The BILL_DT is in a database named edw_ar_fl and table named ARTBASE. I wrote the query below in hopes of returning a single row of data including CARRIER_CD, BILL_DT, and BILL_AMT for the most recent BILL_DT associated with each of the unique CARRIER_CD. However, the query returns 408+ million rows.
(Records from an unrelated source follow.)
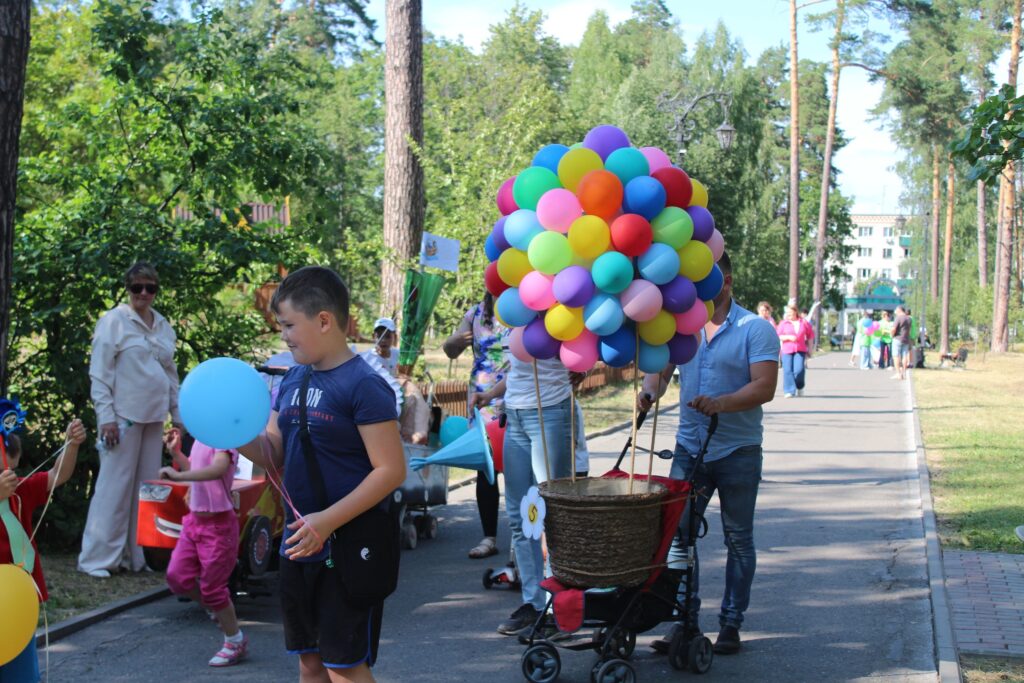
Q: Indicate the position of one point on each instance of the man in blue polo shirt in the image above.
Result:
(733, 374)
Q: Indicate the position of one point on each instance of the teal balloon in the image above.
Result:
(653, 358)
(224, 402)
(453, 427)
(603, 314)
(512, 309)
(612, 271)
(627, 163)
(530, 185)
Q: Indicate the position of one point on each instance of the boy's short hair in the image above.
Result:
(140, 269)
(312, 289)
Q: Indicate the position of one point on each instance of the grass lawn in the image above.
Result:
(73, 593)
(973, 430)
(991, 670)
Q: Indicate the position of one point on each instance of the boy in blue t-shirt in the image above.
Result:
(354, 432)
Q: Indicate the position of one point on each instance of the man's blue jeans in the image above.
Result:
(793, 372)
(736, 478)
(524, 468)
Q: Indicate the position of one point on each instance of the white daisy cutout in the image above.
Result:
(532, 509)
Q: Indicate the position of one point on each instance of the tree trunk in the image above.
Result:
(403, 201)
(1000, 304)
(933, 289)
(946, 258)
(794, 158)
(819, 244)
(14, 36)
(982, 239)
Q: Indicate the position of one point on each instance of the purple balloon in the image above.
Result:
(678, 295)
(538, 342)
(704, 222)
(682, 348)
(573, 286)
(498, 231)
(604, 139)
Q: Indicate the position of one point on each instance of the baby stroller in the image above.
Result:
(617, 614)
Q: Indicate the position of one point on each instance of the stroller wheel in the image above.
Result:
(700, 654)
(614, 671)
(679, 649)
(541, 664)
(622, 645)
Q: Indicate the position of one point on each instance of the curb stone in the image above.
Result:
(945, 643)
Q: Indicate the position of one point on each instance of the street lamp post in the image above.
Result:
(683, 126)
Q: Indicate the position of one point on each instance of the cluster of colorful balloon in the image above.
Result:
(600, 246)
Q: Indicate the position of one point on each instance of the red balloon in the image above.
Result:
(496, 433)
(631, 235)
(600, 194)
(678, 188)
(493, 281)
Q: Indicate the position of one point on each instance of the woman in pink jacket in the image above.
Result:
(796, 335)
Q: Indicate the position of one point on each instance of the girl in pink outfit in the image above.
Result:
(207, 550)
(795, 333)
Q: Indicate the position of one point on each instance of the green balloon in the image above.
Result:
(673, 226)
(530, 185)
(550, 252)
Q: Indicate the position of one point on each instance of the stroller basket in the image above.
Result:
(598, 534)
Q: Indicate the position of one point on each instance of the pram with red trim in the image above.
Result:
(617, 614)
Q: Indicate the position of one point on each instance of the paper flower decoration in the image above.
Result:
(532, 510)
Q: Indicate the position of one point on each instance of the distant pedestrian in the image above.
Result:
(796, 335)
(901, 342)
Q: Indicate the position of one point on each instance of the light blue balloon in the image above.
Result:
(612, 271)
(653, 358)
(224, 402)
(512, 309)
(520, 227)
(453, 427)
(603, 314)
(659, 263)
Any help would be appreciated.

SELECT edw_ar_fl.ARTBASE.CARRIER_CD,
    edw_ar_fl.ARTBASE.BILL_DT,
    edw_ar_fl.ARTBASE.BILL_AMT
FROM   edw_ar_fl.ARTBASE
       JOIN edw_sbx_bt.jjenkins_carriers
         ON edw_ar_fl.ARTBASE.CARRIER_CD = edw_sbx_bt.jjenkins_carriers.CARRIER_CD
AND edw_ar_fl.ARTBASE.BILL_DT = 
     (select max(edw_ar_fl.ARTBASE.BILL_DT)
      where edw_ar_fl.ARTBASE.CARRIER_CD = edw_sbx_bt.jjenkins_carriers.CARRIER_CD)

Best Answer

The simplest way to select the last row (by bill_dt) in each group of rows with the same carrier_cd in Teradata would probably be using QUALIFY:

QUALIFY 1 = ROW_NUMBER() OVER (PARTITION BY carrier_cd ORDER BY bill_dt DESC)

If you're sure there are no ties (i.e. there's only one row with bill_dt = MAX(bill_dt) for each carrier_cd), you could calculate the max date for each carrier you're interested in:

sel carrier_cd, max(bill_dt) as max_bill_dt
from ARTBASE join CARRIERS on ARTBASE.carrier_cd = CARRIERS.carrier_cd
group by 1

...and then join it back to the original table:

sel ARTBASE.carrier_cd, ARTBASE.bill_dt, ARTBASE.bill_amt
from ARTBASE
join ( the above select here ) CARRIERS_STAT
  on ARTBASE.bill_dt = CARRIERS_STAT.max_bill_dt

In general I try to avoid the correlated subqueries, especially in a join condition. I'm not even sure how it works at all in the example you provided.